SALT LAKE CITY – SALT LAKE CITY (AP) — Attorneys for a Utah inmate scheduled to be killed by firing squad have asked a judge to put the execution on hold while they appeal.
Ronnie Lee Gardner is scheduled die June 18, after 3rd District Judge Robin Reese last week signed the warrant for his execution. Gardner requested the sentence be carried out by firing squad instead of lethal injection.
Late Tuesday, attorneys filed a motion to stay the execution pending an appeal of the warrant to the Utah Supreme Court. A notice of appeal was also filed with the state's high court Tuesday.
Gardner's attorneys will argue that he was denied state funds to pay for experts and investigators to provide mitigating evidence during the penalty phase of his 1985 trial.
It's unclear when Reese might rule on the stay. Attorneys made the same argument when asking Reese not to sign the appeal, and he rejected it.
The state opposes any delay of the case and will ask Reese not to put the execution on hold, Assistant Utah Attorney General Tom Brunker said Wednesday.

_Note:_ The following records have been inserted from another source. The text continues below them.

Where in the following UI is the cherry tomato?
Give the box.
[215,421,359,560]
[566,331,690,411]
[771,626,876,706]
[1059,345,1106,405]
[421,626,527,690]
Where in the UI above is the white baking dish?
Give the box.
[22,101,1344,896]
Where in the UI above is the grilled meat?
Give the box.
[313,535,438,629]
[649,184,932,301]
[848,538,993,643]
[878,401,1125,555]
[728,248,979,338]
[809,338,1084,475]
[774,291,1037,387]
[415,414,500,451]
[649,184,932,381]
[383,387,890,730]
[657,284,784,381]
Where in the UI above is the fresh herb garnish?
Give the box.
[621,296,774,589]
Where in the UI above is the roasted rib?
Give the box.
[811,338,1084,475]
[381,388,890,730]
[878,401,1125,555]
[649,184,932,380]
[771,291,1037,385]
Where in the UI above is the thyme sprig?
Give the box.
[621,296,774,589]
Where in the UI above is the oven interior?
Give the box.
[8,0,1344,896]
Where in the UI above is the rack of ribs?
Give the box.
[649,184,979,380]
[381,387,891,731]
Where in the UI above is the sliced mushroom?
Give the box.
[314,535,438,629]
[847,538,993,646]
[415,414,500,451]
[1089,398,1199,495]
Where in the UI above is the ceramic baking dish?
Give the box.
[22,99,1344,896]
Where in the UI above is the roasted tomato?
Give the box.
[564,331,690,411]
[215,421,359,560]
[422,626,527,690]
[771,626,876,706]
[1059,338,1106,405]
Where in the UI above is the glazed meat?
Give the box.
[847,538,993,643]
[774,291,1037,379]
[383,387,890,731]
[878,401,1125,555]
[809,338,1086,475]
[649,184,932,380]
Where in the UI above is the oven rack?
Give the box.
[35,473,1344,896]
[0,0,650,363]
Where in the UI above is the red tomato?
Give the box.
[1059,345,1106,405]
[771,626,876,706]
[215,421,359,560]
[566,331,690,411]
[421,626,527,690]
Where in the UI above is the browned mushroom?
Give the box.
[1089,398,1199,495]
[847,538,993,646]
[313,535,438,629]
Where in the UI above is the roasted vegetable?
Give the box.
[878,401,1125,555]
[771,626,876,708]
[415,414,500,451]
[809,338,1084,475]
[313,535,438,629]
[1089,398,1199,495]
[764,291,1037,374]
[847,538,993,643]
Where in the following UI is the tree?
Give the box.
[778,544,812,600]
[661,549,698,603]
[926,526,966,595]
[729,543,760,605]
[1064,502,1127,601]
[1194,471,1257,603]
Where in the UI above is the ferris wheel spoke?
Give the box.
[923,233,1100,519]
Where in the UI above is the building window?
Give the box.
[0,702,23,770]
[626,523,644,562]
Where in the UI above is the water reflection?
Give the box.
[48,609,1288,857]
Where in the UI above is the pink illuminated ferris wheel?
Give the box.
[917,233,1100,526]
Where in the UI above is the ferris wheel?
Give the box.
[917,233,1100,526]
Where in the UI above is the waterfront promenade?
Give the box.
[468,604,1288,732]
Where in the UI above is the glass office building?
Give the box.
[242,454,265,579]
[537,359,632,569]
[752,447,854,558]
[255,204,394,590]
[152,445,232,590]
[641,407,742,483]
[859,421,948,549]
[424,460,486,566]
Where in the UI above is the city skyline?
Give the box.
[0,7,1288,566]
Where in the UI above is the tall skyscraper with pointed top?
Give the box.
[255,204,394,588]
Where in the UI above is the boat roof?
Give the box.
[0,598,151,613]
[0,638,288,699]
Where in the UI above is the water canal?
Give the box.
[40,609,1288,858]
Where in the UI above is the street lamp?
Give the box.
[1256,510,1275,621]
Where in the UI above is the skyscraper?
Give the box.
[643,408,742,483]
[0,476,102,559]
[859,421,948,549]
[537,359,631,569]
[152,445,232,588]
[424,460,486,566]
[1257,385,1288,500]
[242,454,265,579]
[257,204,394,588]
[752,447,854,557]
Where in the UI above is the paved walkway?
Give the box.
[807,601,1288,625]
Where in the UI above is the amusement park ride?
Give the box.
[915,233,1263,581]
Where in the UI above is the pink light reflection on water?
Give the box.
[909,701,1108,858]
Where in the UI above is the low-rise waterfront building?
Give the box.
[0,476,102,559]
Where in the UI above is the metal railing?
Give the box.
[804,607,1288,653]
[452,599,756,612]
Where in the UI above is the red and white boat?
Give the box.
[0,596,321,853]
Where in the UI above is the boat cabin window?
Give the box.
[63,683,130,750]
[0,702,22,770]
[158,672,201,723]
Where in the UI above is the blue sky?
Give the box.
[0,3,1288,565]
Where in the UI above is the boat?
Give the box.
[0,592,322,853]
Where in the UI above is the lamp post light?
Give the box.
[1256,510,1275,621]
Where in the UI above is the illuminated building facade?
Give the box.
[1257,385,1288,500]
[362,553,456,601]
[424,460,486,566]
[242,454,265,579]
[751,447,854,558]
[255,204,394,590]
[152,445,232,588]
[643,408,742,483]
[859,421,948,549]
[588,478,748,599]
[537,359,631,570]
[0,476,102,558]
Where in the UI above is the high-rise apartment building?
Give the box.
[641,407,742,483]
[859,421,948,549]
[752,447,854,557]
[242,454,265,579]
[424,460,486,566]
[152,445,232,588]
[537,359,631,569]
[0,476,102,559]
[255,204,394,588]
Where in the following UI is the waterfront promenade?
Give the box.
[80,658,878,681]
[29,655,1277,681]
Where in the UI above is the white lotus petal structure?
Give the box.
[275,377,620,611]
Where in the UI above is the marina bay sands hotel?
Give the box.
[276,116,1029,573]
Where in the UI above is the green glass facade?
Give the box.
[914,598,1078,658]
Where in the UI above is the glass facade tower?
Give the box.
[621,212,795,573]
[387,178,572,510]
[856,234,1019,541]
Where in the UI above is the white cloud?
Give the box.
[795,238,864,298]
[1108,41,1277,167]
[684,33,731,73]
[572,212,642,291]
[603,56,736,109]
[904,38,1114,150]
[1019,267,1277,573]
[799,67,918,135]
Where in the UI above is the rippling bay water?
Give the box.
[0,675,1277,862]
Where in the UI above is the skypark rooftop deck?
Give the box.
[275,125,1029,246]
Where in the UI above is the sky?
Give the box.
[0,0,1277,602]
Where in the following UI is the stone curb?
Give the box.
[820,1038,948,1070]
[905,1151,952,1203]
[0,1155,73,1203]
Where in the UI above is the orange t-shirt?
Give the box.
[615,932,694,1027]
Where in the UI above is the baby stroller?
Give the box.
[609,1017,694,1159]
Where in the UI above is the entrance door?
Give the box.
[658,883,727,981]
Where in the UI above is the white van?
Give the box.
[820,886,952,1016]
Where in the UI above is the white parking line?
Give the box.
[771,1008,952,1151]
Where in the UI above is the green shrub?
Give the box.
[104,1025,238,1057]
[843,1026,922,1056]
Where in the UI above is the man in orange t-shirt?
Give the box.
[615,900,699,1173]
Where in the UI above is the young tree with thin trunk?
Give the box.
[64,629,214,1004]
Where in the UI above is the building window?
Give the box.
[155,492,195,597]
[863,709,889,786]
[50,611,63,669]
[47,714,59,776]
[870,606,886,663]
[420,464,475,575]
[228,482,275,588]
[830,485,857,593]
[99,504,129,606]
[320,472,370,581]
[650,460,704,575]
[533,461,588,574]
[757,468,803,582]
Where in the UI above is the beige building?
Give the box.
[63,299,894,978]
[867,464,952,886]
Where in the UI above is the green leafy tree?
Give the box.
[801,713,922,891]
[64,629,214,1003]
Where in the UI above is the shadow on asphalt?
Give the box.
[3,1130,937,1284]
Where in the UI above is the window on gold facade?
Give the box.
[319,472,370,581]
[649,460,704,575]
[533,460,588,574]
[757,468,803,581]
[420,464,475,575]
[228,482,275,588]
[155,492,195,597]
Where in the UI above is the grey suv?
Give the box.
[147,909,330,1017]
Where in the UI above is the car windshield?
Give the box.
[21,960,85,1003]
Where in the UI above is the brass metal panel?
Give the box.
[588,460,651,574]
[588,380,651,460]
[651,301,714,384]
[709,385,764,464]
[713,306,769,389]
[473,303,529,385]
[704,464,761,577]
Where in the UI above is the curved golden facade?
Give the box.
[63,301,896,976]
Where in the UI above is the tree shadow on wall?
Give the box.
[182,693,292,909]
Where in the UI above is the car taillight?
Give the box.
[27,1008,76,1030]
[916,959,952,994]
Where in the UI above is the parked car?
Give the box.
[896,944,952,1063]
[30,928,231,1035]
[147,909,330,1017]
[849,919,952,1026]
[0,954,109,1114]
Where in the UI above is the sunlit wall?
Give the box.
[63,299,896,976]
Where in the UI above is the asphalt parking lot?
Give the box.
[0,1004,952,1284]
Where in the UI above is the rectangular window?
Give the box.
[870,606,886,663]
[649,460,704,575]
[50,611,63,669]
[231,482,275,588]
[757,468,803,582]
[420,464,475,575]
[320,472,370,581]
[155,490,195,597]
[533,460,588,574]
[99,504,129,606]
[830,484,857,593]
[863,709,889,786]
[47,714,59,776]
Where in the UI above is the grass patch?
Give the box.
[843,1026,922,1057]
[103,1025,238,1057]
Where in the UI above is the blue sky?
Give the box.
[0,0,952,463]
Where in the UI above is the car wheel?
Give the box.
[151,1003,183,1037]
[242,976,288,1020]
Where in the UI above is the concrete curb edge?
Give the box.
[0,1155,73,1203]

Gardner, 49, was sentenced to death in 1985 for the Salt Lake City courthouse slaying of attorney Michael Burdell during a failed escape attempt.
Gardner can still ask Utah's Board of Pardons and Parole to commute his sentence to life in prison without the possibility of parole.
If Gardner is executed, he will be the first person put to death by firing squad since 1996.
Utah's death row inmates were for decades allowed to choose how they wanted to die. State lawmakers removed that choice in 2004 and made lethal injection the default method, but because Gardner was sentenced before 2004, he got to choose.
Utah is the only state to use the firing squad. Oklahoma considers a firing squad an acceptable option, but by law would only use it if lethal injection was deemed unconstitutional.